South African stood disgraced on Wednesday as the country that received the overwhelming support of African countries when they won the right to host the 2010 World Cup, refused to vote for Morocco to host the 2026 World Cup.
The Danny Jordaan led South Africa Football Association (SAFA) delivered what appears to be the slap in the face of the rest of the continent as CAF was counting on the total support of Africa for the World Cup to come to the continent again.
But South Africa, the country that got the support of the continent, turned its back on the support they got from Africa by snubbing Morocco to give the USA the chance.
They are among ten African countries that did not vote for Morocco.
In a long-anticipated vote on Wednesday, the joint bid of the U.S., Mexico and Canada defeated Morocco, its only challenger, as more than 200 national soccer federations cast their ballots to cap FIFA's annual Congress.
The three-nation bid captured 134 votes with Morocco earning 65.
"This is an incredible, and incredibly important, moment for soccer in North America and beyond," said Carlos Cordeiro, the president of U.S. Soccer.
Figuring Morocco was likely to get most of the support in Africa, the North American bid focused on shoring up the Western Hemisphere and then targeted federations in Asia and Europe to push it over the top.
Morocco was always the outsider to win but any chances of success were hit hard by FIFA's evaluation report, published on June 1, which heavily favored the United Bid.
The United States, Canada and Mexico scored 402 out of a possible 500, while Morocco received only 275, largely due to lack of infrastructure, and factored in Moroccan officials' admission that almost $16 billion was required for the necessary development across the country.
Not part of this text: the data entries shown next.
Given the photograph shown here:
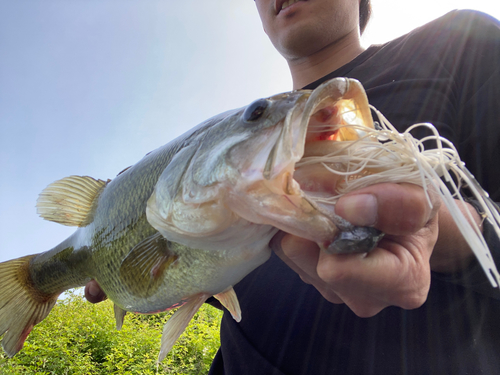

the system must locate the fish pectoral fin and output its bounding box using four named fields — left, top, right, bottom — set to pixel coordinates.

left=36, top=175, right=109, bottom=227
left=120, top=232, right=178, bottom=298
left=113, top=304, right=127, bottom=331
left=158, top=294, right=208, bottom=362
left=214, top=286, right=241, bottom=322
The same FIFA report also confirmed Morocco did not disclose its anti-LGBT laws when the respective campaigns had their human rights policies evaluated.
The 2026 tournament will feature an expanded field of 48 teams -- as opposed to recent editions having 32 -- and will mark the first time in FIFA's history that a three-nation bid has been awarded the showpiece event.
The joint bid's plans call for 60 of the 80 games to be played in the United States -- including all matches from the quarterfinals onward -- while Canada and Mexico host 10 apiece.
The final is expected to be played at MetLife Stadium, just outside New York.
The tournament will be the first World Cup in the United States since 1994, and bid organizers frequently highlighted the importance of hosting a World Cup as a way to mark and push on the ever-growing rise of the sport in the U.S.
In meetings with other federations, the United Bid did have to answer questions and address concerns about the political situation in the United States -- much of it having to do with policies regarding foreigners put in place by U.S. President Donald Trump -- but largely played to its obvious strengths: money and infrastructure.
Bringing the World Cup to North America would produce staggering revenues of $14 billion, the bid predicted, and could mean as much as $50 million more in distributions to each member nation.
Much of that, of course, comes from the well-established economy and corporate structure in the United States, which is already set up to handle all aspects of a massive event like a World Cup.